Unlike the proposals in the president’s budget, the thresholds in the health care law aren’t indexed for inflation and will remain at $250,000 and $200,000 unless Congress acts. That means they will capture more money and more taxpayers over time.
Even without the Obama proposals, the tax code is full of varying definitions of income, said Melissa Labant, director of tax advocacy at the American Institute of Certified Public Accountants, a trade group in Washington.
“It increases confusion, frustration and creates a perception that the tax system is unfair,” she said. “You want to know in advance whether or not a particular benefit applies to you, particularly on the business side and the cash-flow side.”
The changes proposed by Obama would come on top of the alternative minimum tax, which already requires many people in the same income group to pay more.

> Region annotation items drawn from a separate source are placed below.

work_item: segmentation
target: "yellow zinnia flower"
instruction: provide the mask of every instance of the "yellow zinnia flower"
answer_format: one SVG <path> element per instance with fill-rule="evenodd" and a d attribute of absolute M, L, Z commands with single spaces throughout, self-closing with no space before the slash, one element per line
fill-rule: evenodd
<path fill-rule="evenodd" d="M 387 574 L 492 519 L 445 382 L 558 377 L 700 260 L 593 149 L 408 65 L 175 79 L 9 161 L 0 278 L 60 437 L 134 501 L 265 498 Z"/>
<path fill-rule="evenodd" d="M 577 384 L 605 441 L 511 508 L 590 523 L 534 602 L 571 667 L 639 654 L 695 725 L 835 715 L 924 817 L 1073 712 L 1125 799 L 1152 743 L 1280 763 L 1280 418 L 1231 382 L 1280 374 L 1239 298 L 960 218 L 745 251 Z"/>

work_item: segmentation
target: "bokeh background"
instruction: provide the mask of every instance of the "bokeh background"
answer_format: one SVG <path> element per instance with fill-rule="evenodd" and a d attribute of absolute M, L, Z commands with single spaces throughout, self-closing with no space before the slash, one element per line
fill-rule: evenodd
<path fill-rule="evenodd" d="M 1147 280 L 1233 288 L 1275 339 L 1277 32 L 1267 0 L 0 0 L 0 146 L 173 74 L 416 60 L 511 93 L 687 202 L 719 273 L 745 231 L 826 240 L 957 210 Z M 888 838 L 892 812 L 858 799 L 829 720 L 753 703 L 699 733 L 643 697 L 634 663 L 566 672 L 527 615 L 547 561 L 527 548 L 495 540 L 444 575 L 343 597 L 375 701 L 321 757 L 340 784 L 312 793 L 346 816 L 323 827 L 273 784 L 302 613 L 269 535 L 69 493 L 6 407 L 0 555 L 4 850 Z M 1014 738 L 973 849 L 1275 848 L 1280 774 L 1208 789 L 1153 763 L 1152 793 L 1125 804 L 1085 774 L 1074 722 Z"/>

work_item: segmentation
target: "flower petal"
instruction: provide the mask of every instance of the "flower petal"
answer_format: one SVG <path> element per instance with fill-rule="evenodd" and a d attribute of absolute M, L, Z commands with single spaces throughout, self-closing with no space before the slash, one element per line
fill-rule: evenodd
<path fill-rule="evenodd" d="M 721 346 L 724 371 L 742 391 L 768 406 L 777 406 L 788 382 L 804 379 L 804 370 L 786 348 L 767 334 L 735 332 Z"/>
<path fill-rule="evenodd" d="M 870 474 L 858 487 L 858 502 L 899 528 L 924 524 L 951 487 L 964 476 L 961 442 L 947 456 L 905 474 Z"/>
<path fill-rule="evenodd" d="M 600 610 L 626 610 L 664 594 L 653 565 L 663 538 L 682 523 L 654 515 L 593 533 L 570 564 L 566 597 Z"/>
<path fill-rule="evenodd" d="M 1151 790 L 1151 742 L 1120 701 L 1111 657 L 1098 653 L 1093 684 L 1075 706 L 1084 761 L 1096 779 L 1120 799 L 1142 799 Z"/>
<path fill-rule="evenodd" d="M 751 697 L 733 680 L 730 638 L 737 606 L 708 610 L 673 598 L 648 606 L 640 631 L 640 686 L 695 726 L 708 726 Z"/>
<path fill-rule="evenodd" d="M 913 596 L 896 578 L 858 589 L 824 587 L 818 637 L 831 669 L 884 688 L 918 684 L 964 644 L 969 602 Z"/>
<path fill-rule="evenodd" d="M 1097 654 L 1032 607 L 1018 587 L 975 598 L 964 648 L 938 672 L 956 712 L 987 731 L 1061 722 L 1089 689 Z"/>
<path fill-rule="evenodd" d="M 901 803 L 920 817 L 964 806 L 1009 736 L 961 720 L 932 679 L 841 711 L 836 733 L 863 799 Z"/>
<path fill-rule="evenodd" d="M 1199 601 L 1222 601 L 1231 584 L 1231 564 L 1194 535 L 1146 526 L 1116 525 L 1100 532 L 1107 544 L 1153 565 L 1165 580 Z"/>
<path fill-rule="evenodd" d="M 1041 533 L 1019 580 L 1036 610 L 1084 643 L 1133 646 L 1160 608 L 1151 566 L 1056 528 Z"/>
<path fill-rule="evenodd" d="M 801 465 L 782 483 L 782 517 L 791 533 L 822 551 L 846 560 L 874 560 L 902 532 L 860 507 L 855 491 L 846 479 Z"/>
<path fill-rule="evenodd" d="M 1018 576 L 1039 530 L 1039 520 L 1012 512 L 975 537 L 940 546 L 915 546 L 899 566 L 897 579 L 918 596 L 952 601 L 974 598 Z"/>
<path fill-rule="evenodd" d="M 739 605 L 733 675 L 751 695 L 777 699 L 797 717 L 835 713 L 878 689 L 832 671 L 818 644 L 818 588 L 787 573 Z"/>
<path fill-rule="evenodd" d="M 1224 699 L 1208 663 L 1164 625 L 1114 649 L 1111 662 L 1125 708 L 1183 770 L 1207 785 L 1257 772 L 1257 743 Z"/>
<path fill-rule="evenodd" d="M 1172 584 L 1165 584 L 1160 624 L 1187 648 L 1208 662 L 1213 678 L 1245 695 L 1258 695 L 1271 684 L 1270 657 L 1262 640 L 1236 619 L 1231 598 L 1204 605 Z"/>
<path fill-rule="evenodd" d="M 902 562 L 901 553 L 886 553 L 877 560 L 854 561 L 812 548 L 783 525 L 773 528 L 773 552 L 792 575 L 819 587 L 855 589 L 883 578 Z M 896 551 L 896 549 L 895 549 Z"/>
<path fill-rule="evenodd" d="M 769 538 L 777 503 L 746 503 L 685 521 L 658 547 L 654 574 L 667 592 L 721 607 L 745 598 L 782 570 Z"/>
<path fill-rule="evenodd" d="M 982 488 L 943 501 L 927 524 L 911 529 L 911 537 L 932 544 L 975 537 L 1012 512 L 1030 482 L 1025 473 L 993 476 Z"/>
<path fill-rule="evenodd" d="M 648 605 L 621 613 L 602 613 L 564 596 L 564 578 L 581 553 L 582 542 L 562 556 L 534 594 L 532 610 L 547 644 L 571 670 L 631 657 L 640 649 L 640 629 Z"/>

The AMT, a parallel tax system, requires taxpayers to calculate their liability twice, once under the regular code and once under a system that denies some deductions and exemptions.
Some of the complexity stems from a desire to have statutory tax rates that seem lower than they really are, Bogdanski said. Obama’s plan would return the top income rate to 39.6 percent while limiting deductions and exemptions.
“Own up,” Bogdanski said. “Make it 40. Make it 41. Just tell the truth about what you’re doing. The game-playing with giving you deductions and taking them away, it’s absurd.”